Data-driven machine learning model for the prediction of oxygen vacancy formation energy of metal oxide materials
Abstract
Metal oxides are widely used in the fields of chemistry, physics and materials science. Oxygen vacancy formation energy is a key parameter to describe the chemical, mechanical, and thermodynamic properties of metal oxides. How to acquire quickly and accurately oxygen vacancy formation energy remains a challenge for both experimental and theoretical researchers. Herein, we propose a machine learning model for the prediction of oxygen vacancy formation energy via data-driven analysis and the definition of simple descriptors. Starting with the database containing oxygen vacancy formation energies for 1750 metal oxides with enough structural diversity, new descriptors that effectively avoid the defects of molecular fingerprints, molecular graphic descriptors and site descriptors are defined.

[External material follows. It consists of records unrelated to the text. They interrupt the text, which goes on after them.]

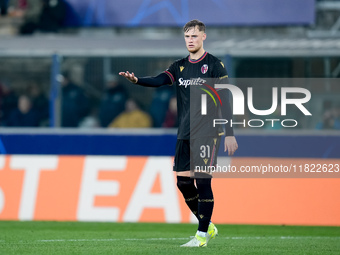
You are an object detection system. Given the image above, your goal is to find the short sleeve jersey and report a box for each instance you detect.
[165,52,228,139]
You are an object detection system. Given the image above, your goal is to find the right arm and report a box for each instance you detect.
[119,71,173,87]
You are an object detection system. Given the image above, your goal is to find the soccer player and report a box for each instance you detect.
[119,20,238,247]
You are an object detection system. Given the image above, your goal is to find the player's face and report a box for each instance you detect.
[184,26,207,53]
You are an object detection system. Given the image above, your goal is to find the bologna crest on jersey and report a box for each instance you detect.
[201,64,208,74]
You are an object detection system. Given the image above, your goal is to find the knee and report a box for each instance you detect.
[196,178,213,198]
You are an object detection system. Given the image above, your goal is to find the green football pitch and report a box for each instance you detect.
[0,221,340,255]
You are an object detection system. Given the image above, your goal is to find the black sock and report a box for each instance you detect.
[177,176,198,219]
[196,178,214,232]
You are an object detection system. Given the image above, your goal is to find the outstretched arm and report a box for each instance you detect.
[119,71,172,87]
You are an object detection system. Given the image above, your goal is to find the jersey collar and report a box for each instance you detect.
[188,52,208,64]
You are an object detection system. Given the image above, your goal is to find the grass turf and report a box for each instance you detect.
[0,221,340,255]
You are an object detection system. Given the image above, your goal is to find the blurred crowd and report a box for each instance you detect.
[0,72,177,128]
[0,0,67,35]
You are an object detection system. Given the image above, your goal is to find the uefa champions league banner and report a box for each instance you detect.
[65,0,315,27]
[0,155,340,226]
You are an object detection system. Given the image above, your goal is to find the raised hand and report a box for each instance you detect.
[119,71,138,83]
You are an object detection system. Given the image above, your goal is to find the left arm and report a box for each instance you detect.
[215,62,238,156]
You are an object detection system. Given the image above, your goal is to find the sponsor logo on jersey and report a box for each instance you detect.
[201,64,208,74]
[178,77,207,88]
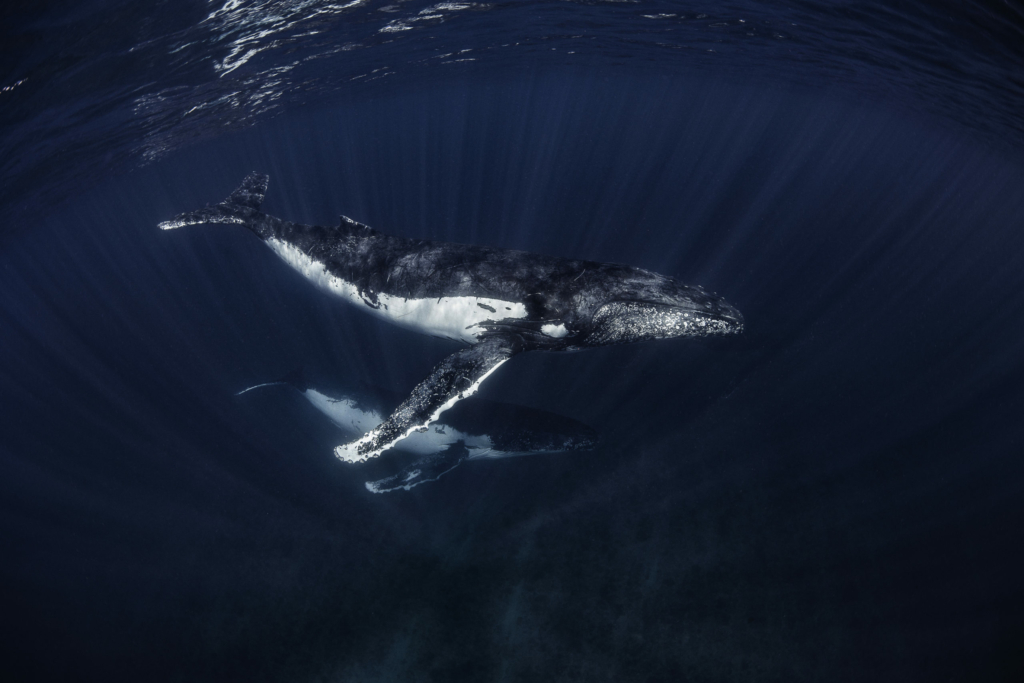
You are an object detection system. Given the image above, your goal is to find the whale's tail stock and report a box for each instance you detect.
[159,172,270,230]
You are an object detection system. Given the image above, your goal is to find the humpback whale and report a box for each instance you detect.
[159,173,743,462]
[237,370,599,494]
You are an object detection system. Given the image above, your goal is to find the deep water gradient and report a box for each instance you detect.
[0,69,1024,682]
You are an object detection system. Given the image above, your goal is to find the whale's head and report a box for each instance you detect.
[585,281,743,346]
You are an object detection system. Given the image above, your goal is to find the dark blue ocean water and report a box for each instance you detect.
[0,0,1024,682]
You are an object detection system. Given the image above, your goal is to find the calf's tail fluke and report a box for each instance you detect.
[160,173,270,230]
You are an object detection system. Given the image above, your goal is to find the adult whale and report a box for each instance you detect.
[160,173,743,462]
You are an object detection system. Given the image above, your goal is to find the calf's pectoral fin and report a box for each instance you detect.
[367,441,469,494]
[334,336,520,463]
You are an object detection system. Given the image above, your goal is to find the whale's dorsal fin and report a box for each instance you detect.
[367,441,469,494]
[338,216,380,237]
[334,336,522,463]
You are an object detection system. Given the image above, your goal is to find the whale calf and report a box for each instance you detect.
[238,371,599,494]
[160,173,743,462]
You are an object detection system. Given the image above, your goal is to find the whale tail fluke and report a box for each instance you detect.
[159,173,270,230]
[234,368,309,396]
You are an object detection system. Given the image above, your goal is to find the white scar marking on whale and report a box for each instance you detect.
[304,389,384,434]
[334,358,508,463]
[266,238,528,344]
[541,323,569,339]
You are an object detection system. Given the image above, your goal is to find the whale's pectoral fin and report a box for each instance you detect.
[158,173,270,230]
[367,441,469,494]
[334,336,521,463]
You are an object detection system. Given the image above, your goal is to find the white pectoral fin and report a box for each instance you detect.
[367,441,469,494]
[334,337,519,463]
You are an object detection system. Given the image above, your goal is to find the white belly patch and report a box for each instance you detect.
[266,238,528,344]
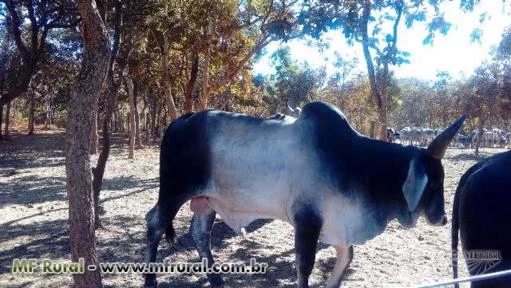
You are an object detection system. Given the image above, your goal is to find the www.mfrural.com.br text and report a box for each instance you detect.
[11,258,268,274]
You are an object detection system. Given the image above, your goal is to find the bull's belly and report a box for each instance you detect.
[201,180,291,233]
[319,194,385,246]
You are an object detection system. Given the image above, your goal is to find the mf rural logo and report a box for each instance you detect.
[463,250,502,275]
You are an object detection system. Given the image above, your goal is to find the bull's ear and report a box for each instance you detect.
[403,158,428,212]
[428,116,466,160]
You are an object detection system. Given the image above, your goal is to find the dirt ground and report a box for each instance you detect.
[0,132,503,287]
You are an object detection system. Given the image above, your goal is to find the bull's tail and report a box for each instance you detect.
[451,182,462,288]
[451,160,486,288]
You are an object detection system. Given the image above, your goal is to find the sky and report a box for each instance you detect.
[254,0,511,80]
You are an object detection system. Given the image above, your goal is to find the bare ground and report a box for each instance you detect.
[0,132,502,287]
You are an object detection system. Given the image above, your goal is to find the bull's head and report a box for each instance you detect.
[403,116,465,225]
[286,102,302,117]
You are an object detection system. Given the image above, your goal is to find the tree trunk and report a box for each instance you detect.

The descriptors have obvious physical meanings and wide practicability. Multiple linear regression analysis is then used to screen important features for machine learning model development, and two strongly associated features are obtained. The selected descriptors are used as input for the training of 21 machine learning models to select and develop the most accurate machine learning model. Finally, it is shown that the least squares support vector regression method exhibits the best performance for accurate prediction of the targeted oxygen vacancy formation energy through systematic error analysis, and the prediction accuracy is also verified by the external dataset. Our work establishes a novel and simple computational approach for accurate prediction of the oxygen vacancy formation energy of metal oxides and highlights the availability of data-driven analysis for metal oxide material research.